Taranis, dio del tuono

Cesare afferma che i Galli conferiscono a Iuppiter (Giove) l’imperium caelestium, cioè il “comando supremo sui cieli”; secondo alcuni studiosi (quali Vittore Pisani, glottologo e studioso di religione celtica), questo nume è solitamente identificato con il dio celtico Taranis o Taranus, il dio del tuono. Egli è uno dei tre dèi che si ritrova menzionato in un passo di Lucano in Pharsalia, I.446, dove il poeta lo nomina insieme ad altri due numi, Teutates ed Esus, i quali, a suo parere, costituiscono una sorta di “triade” suprema. Due commentari tardo-antichi alla Pharsalia – i Commenta Bernensia e le Adnotationes super Lucanum – identificano entrambi Taranis celtico con “Giove” romano. A lui venivano offerti sacrifici umani.

Taranis, con fulmine e ruota celeste. Statuetta, bronzo, I secolo d.C. ca. da Le Châtelet de Gourzon (Bayard-sur-Marne). Musée d’archéologie nationale di Saint-Germain-en-Laye.

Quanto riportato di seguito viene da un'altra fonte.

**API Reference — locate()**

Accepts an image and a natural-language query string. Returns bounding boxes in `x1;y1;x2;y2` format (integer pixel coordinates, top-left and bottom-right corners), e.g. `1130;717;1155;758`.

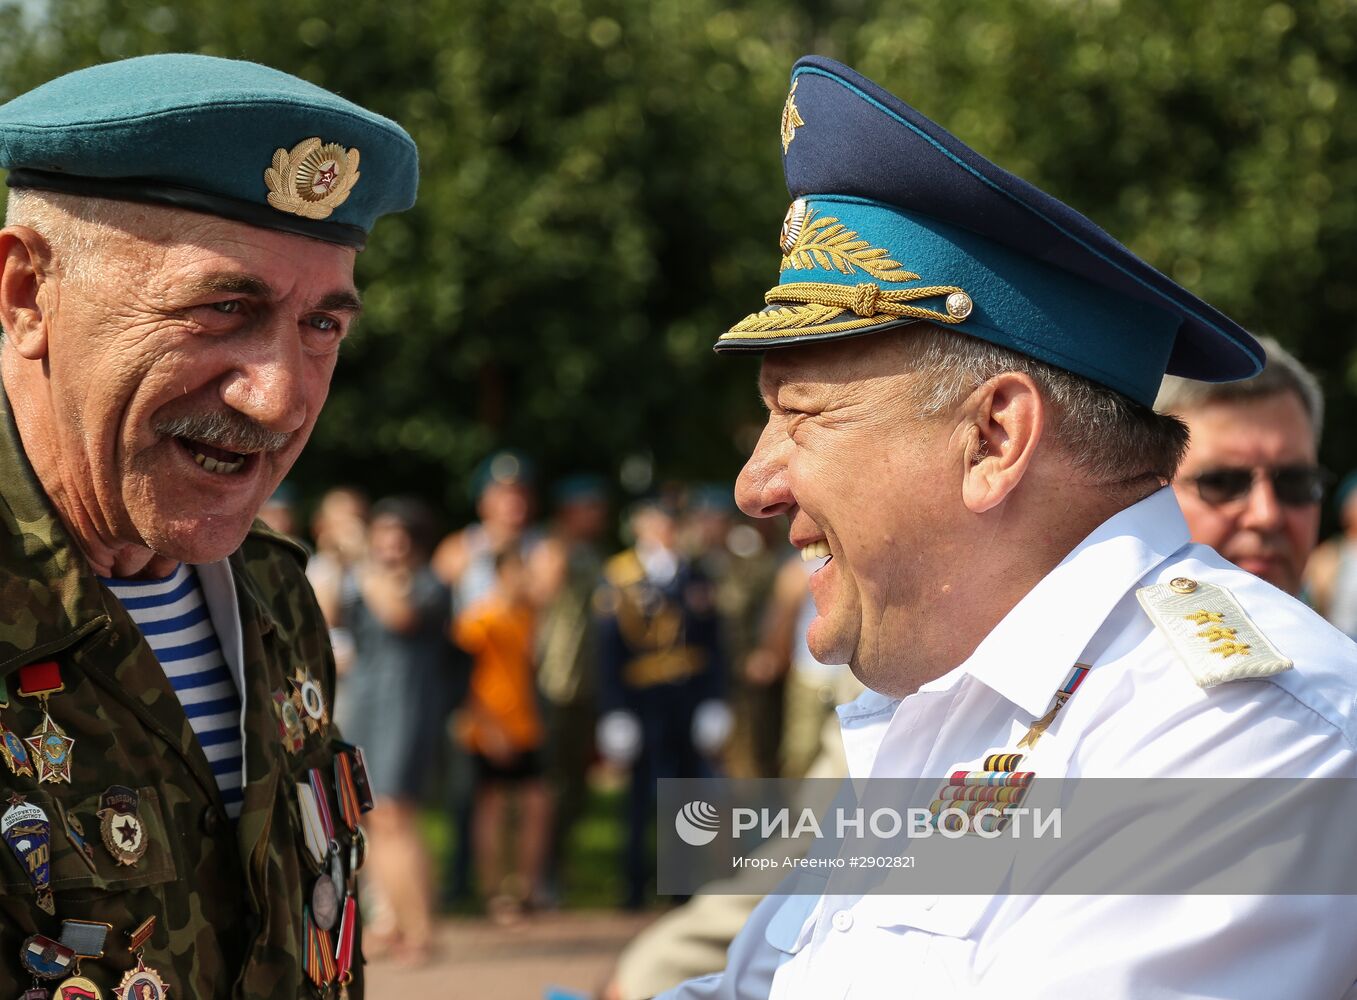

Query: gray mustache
155;411;292;454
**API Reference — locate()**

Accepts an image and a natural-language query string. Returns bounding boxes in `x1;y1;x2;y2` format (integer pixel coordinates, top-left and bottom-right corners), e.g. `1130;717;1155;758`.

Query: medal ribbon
308;768;336;843
16;661;62;697
303;905;337;986
1016;663;1090;751
334;894;358;980
334;753;361;832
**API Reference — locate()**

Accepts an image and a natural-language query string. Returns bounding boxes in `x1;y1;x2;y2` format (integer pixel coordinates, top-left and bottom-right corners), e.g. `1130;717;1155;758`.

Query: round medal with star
288;665;328;734
115;957;169;1000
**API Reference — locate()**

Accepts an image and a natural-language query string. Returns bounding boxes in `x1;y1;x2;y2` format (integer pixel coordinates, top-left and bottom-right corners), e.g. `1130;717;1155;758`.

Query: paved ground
366;911;656;999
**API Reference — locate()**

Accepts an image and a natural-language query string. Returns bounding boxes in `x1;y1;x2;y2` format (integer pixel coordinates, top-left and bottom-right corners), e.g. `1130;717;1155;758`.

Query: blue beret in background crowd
717;55;1263;408
0;53;417;249
472;450;537;500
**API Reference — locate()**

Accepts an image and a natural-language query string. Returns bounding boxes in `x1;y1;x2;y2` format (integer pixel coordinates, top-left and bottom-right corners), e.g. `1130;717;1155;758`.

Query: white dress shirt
662;487;1357;999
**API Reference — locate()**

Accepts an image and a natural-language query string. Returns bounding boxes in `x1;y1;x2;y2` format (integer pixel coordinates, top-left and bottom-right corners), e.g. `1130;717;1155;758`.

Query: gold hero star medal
264;137;361;220
96;786;147;867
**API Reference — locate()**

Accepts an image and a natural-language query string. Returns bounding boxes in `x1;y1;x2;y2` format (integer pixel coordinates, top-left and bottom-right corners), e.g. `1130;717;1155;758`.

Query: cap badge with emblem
780;78;804;153
96;786;147;867
265;138;361;220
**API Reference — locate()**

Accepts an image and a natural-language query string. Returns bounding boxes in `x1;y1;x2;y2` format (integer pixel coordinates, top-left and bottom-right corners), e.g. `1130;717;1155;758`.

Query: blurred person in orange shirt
454;548;551;922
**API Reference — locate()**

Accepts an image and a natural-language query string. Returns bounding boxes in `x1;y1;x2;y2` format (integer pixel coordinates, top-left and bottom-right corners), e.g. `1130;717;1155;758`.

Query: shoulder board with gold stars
1136;576;1293;688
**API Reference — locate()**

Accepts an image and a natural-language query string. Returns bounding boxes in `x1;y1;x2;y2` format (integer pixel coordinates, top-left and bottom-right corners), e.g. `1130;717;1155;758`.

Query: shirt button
832;910;854;932
200;805;226;836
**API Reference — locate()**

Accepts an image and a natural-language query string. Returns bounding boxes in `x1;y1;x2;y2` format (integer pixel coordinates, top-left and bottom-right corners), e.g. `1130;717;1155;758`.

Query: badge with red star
96;786;147;867
24;712;75;785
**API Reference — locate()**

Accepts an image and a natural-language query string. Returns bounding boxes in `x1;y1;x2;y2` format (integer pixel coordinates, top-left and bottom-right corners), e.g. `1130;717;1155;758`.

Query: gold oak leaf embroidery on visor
724;205;973;340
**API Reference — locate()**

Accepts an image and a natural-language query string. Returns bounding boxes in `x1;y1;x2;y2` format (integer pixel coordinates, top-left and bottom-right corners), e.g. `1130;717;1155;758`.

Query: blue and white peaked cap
716;56;1263;408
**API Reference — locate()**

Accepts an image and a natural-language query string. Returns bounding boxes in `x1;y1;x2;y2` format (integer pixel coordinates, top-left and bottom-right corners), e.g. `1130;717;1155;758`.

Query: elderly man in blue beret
659;57;1357;999
0;55;415;997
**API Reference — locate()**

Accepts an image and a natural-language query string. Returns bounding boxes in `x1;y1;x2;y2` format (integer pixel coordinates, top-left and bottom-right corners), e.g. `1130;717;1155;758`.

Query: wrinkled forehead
757;327;919;399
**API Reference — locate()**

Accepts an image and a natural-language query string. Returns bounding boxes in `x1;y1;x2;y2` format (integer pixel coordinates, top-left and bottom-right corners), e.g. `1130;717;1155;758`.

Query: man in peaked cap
0;55;416;997
659;57;1357;999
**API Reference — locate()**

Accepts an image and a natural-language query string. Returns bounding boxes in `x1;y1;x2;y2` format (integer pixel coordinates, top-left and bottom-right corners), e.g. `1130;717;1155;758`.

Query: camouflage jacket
0;400;363;998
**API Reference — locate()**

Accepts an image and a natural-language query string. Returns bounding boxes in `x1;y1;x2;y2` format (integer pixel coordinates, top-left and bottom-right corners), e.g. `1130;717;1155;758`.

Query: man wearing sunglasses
1156;336;1326;597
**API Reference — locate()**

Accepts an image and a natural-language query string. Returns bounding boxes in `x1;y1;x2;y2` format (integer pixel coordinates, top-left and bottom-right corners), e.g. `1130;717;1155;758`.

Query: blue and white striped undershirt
102;564;245;820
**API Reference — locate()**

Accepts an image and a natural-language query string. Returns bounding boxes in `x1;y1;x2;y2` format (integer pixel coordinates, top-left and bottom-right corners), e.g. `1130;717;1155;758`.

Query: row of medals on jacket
0;660;366;999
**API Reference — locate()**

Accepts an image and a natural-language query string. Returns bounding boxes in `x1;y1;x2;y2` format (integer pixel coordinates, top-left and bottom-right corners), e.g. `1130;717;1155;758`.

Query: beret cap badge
264;137;361;221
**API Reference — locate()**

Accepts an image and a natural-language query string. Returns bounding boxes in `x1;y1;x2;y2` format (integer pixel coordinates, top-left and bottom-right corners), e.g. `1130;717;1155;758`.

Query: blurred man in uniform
596;499;730;909
658;57;1357;998
1157;336;1327;597
532;474;610;900
0;55;416;996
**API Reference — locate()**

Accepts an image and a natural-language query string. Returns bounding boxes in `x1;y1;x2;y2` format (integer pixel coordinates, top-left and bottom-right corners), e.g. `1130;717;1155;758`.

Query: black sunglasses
1188;465;1332;507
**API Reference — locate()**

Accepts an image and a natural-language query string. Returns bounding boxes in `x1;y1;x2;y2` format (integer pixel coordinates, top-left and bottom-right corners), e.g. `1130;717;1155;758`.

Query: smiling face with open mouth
735;330;963;692
1;199;361;576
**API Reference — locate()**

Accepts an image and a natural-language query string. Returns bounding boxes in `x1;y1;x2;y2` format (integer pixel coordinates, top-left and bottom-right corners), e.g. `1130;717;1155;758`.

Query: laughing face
735;333;962;693
2;202;360;575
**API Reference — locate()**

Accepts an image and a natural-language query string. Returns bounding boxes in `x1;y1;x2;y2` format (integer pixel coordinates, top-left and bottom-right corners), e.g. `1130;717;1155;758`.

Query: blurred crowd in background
252;440;1357;965
253;453;862;963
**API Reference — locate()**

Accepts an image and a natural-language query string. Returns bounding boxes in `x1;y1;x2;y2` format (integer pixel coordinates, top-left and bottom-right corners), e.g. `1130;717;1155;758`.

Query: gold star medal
96;786;147;867
17;661;74;785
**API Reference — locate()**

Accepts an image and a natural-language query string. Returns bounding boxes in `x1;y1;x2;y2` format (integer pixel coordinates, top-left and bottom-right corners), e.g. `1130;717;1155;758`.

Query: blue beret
0;54;417;249
716;56;1264;408
472;450;536;500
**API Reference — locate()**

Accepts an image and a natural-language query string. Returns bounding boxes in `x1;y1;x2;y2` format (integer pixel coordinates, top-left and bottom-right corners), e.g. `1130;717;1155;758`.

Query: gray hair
1154;335;1324;444
3;188;159;290
904;325;1190;486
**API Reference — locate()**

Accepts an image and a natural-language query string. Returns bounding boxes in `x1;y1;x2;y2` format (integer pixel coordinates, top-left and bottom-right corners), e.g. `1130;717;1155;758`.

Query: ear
956;371;1045;514
0;226;56;360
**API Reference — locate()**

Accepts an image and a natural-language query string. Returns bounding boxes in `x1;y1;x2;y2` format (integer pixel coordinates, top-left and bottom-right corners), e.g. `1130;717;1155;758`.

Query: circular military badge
98;809;146;867
57;974;105;999
299;678;326;722
312;873;340;931
114;957;169;1000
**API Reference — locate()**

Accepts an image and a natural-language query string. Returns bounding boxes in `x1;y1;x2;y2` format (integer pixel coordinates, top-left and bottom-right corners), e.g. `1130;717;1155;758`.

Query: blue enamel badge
2;793;55;914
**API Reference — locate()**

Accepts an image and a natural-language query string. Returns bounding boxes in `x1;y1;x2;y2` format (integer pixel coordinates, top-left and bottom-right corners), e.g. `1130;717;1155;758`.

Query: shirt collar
922;486;1190;718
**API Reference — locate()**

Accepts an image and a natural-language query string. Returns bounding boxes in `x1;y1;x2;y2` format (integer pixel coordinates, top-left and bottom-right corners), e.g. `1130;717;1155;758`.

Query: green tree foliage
2;0;1355;519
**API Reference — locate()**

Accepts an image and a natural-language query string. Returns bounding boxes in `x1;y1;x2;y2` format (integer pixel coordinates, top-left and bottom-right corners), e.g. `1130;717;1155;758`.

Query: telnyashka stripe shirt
103;564;245;819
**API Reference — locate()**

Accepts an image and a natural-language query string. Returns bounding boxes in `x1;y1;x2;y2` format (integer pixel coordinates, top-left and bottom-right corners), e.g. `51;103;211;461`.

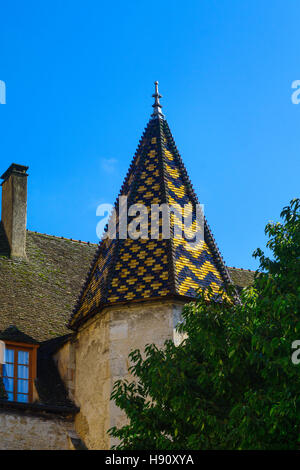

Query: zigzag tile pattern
160;120;224;297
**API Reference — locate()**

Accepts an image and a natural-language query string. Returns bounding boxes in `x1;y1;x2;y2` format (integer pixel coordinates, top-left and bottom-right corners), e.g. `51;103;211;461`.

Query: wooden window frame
0;341;39;403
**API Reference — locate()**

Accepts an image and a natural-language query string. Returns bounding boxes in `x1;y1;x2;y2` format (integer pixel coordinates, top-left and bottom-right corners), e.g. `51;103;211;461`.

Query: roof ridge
227;266;257;273
26;230;97;246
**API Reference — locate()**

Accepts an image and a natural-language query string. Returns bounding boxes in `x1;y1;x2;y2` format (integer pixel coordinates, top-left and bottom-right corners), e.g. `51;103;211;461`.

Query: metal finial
151;81;164;119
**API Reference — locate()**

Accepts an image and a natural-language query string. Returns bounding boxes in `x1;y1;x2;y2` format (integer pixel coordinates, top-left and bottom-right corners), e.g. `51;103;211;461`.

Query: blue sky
0;0;299;270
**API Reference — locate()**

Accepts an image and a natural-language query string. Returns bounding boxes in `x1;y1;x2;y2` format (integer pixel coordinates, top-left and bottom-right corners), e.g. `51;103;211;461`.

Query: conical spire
69;86;234;330
151;81;164;119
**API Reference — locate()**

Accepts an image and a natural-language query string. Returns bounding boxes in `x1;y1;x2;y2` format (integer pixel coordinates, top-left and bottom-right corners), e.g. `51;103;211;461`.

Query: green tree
109;199;300;450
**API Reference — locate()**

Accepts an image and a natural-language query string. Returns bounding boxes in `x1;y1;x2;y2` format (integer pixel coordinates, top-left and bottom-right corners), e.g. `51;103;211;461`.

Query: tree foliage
109;199;300;449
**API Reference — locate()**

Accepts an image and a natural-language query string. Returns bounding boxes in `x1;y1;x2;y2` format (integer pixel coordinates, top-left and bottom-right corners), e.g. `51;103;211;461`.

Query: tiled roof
0;325;39;344
0;221;255;341
0;225;96;342
70;114;236;329
227;267;256;290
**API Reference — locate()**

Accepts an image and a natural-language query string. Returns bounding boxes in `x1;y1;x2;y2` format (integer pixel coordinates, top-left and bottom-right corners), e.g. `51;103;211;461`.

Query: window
1;342;38;403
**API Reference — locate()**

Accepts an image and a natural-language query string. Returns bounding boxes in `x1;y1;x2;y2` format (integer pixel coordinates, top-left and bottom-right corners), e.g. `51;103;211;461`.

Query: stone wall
70;300;184;450
53;340;76;402
0;411;74;450
73;309;111;450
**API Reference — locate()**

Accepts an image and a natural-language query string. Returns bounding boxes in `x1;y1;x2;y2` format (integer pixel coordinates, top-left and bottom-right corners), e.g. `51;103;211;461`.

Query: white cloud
100;158;118;175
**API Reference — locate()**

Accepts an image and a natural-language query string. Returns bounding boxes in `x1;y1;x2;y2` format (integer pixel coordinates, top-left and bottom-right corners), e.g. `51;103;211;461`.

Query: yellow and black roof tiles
70;115;233;329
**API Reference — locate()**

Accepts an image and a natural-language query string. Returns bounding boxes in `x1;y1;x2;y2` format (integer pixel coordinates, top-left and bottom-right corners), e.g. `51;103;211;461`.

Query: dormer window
0;327;39;404
2;343;37;403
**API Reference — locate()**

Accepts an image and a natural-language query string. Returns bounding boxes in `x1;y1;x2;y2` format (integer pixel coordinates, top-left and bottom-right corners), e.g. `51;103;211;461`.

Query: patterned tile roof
70;87;235;329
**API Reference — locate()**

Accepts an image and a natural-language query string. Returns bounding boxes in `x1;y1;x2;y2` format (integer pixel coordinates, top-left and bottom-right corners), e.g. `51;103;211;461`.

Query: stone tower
67;83;233;449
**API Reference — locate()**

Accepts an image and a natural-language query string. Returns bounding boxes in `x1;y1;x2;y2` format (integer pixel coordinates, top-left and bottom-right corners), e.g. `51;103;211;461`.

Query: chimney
1;163;29;259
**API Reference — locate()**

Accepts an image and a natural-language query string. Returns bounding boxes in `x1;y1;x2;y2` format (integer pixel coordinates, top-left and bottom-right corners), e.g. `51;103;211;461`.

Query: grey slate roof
0;224;97;342
227;266;256;290
0;325;39;344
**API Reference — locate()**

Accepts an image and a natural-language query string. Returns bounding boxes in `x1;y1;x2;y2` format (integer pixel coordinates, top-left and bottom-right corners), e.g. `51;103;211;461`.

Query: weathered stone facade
53;340;76;403
54;300;185;449
0;410;75;450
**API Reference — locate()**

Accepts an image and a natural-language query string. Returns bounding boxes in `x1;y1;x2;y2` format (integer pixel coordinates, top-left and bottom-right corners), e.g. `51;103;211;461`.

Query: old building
0;84;254;450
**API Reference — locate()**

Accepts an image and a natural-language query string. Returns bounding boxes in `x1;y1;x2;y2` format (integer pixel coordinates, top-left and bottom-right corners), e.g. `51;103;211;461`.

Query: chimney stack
1;164;29;259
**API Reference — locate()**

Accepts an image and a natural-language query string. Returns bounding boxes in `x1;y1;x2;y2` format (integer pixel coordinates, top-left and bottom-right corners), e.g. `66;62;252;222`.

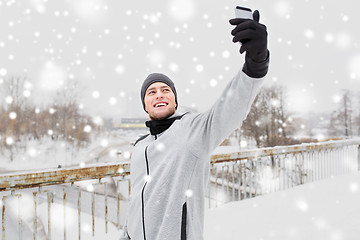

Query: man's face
144;82;177;120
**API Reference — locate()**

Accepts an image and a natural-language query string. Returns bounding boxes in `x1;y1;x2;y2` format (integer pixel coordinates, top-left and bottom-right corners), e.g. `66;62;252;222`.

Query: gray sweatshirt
124;70;265;240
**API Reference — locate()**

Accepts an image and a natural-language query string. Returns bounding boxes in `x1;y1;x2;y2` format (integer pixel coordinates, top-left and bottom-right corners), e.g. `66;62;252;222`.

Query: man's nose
155;91;164;98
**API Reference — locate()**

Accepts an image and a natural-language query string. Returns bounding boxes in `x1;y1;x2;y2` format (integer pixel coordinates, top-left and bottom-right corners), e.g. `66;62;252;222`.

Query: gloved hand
230;10;268;62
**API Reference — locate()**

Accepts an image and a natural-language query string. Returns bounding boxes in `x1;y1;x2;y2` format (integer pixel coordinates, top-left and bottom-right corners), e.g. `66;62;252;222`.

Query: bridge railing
0;139;359;239
0;163;131;240
206;139;360;207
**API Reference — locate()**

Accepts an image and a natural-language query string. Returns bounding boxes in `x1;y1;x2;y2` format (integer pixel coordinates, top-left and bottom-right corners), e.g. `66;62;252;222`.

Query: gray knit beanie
141;73;178;112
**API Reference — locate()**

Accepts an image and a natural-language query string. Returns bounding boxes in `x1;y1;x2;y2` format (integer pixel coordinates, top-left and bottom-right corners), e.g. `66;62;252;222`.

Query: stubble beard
149;108;176;121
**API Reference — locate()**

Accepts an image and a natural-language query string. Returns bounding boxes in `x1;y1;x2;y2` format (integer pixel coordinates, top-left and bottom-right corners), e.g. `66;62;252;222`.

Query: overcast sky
0;0;359;119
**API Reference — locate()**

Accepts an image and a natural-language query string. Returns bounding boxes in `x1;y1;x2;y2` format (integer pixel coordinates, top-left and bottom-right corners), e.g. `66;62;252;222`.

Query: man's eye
148;91;155;95
163;89;170;92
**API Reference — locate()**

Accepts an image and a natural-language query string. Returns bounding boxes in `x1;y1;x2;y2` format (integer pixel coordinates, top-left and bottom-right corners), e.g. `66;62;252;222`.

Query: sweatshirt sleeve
184;70;266;157
120;225;131;240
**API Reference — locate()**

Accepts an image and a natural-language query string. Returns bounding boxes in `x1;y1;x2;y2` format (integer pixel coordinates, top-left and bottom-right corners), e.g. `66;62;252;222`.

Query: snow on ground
0;132;136;173
204;172;360;240
37;201;123;240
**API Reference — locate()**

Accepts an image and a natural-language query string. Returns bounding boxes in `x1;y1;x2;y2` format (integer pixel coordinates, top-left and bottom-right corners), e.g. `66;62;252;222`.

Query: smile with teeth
154;102;168;108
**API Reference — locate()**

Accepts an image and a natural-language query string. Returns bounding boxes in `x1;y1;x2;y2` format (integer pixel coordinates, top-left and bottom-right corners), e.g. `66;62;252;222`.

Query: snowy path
3;173;359;239
204;173;360;240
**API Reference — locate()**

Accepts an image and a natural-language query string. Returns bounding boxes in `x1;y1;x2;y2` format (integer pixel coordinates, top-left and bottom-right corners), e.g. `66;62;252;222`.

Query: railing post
47;192;52;240
358;144;360;171
2;196;6;240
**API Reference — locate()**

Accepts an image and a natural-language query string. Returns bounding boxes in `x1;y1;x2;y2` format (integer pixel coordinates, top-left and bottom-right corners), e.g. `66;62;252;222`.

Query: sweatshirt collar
145;113;185;136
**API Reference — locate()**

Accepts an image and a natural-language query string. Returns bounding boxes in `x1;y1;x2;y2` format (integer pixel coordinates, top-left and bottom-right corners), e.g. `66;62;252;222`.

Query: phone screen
235;6;253;19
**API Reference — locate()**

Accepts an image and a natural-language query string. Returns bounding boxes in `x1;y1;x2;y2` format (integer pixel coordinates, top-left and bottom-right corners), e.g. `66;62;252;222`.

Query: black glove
230;10;268;62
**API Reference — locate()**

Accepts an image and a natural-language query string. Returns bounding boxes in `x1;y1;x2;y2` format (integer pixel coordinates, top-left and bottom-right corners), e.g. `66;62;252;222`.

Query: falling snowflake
38;62;66;91
100;139;109;147
82;223;92;234
83;125;92;133
332;94;342;103
156;142;165;151
304;29;315;39
115;64;125;74
348;54;360;79
87;184;95;192
349;182;358;192
9;112;17;119
341;14;349;22
109;97;117;105
274;1;292;18
93;116;104;125
270;99;280;107
23;90;31;98
196;64;204;72
185;189;193;197
167;0;196;22
169;62;179;72
209;79;217;87
329;230;343;240
92;91;100;99
123;151;131;159
67;0;107;24
27;147;38;158
6;137;14;145
49;108;56;114
335;33;352;49
0;68;7;76
295;199;309;212
144;175;152;183
147;49;165;66
222;50;230;58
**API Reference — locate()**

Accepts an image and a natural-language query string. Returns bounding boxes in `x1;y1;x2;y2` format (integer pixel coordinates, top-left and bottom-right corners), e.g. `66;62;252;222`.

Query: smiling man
121;10;269;240
141;74;178;121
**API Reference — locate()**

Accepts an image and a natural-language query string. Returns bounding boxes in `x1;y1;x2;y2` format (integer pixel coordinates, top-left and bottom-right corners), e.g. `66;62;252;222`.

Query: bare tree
328;90;353;138
0;76;95;159
355;92;360;136
49;80;93;148
241;84;301;147
0;76;37;160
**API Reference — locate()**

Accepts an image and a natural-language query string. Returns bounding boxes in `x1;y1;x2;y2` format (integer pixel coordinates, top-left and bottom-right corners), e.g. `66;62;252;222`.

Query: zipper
181;202;187;240
141;145;150;240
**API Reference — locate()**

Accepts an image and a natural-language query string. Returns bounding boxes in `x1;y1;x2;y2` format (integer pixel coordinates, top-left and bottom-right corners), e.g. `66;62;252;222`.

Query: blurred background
0;0;359;171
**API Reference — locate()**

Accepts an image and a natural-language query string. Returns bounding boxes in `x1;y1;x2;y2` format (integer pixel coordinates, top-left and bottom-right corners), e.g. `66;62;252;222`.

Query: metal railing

In qualità di Dio del Tuono, il suo nome è connesso all’anglosassone Þunor (cfr. norr. Þórr /Thor, a.a.ted. Donar, protogerm. *þunraz/*þonar-oz, irl. Tuireann, itt. Tarhun, trac. Zbel-thurdos, sami Horagalles). Propriamente il nome stesso di “Taranis” non è stato ancora scoperto dalle iscrizioni galliche, ma ne sono state trovate varianti simili (Taranucno-, Taranuo-, e Taraino-). Il lessico ricostruito del linguaggio Proto-celtico circa questo teonimo è *Toranos, cioè “tuono” (cfr. engl. thunder). Nell’odierno Galles, infatti, taranu significa “tuonare” e taran è il sostantivo corrispondente (cfr. le rispettive traduzioni in bret. taraniñ e taran; e irl. Tarann, “tuono”). Esso, secondo alcuni, è connesso lontanamente al greco antico ouranós (“ouranos”, cioè “cielo”), o più propriamente a toû ouranoû (“del cielo” o “dal cielo”), forse per indicare appunto l’origine del “tuono”.

Il simbolo della ruota – sicuramente una ruota da carro, a sei o otto raggi – è un attributo assai importante per il culto celtico antico, probabilmente associato ad un dio specifico, noto come Dio della ruota, da identificare con un nume celeste o solare, quale fu sicuramente Taranis. Numerose monete provenienti dalla Gallia identificano il dio con la ruota. Si ritiene che questo simbolo corrisponda ad un antico culto europeo praticato nell’Età del Bronzo, in onore del sole.